Austin is leading the Ukraine Defense Contact Group meeting on Wednesday and attending a meeting of NATO defense ministers on Wednesday and Thursday. On Friday, he’ll participate in a meeting of the Bucharest Nine to discuss areas of concern to the countries on NATO’s eastern flank, according to the official, who spoke to reporters traveling with Austin to Brussels.
The nine are: Bulgaria, Czech Republic, Estonia, Hungary, Latvia, Lithuania, Poland, Romania and Slovakia.
Austin will be joined at the Ukraine Defense Contact Group meeting by Chairman of the Joint Chiefs of Staff Army Gen. Mark A. Milley and defense officials from nearly 50 nations. Talks will include “a real practical manifestation of that ongoing support and unity” to provide Ukraine with the means necessary to defend itself, the official said.

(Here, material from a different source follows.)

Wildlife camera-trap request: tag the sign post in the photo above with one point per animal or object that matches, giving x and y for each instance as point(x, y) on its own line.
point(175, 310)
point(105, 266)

The most important message is that “even in the context of events of the last week which are obviously horrific,” the official said, these leaders are coming together to signal their enduring support and that they will not be dissuaded or deterred from supporting Ukraine.
The recent Russian attacks across Ukraine include the use of unmanned aerial vehicles and cruise missiles to attack “what are clearly not military targets,” with Ukrainian citizens being killed and Russia seeking to instill fear in the population, the official said.
After the Ukraine Defense Contact Group meeting, Austin is attending the meeting of NATO defense ministers, which is focused on implementing the historic decisions made at the NATO Summit in Madrid earlier this year, according to the official.
The official said NATO defense ministers will review progress on strengthening NATO’s deterrence and defense, the broader commitment of NATO to global security, and the specifics on implementation of some of the key decisions from Madrid, including recommitment to NATO’s nuclear deterrence.
The official noted Russian President Vladimir Putin’s “irresponsible language” about nuclear weapons, saying such talk is contrary to Russia’s obligations under international law as a party to the Treaty on the Non-Proliferation of Nuclear Weapons.
“So, it is raising concerns, but what it is not doing is fracturing NATO unity,” the official said, adding that in the coming days the “strength in unity” mindset will be evident among the defense ministers and will indicate that “Russia is not achieving what it hopes to achieve through these threats.”
Austin will also meet with representatives of Finland and Sweden, who are seeking to join the alliance and were invited to attend the defense ministers’ meeting. Discussions will focus on the process for joining NATO and issues of regional concern.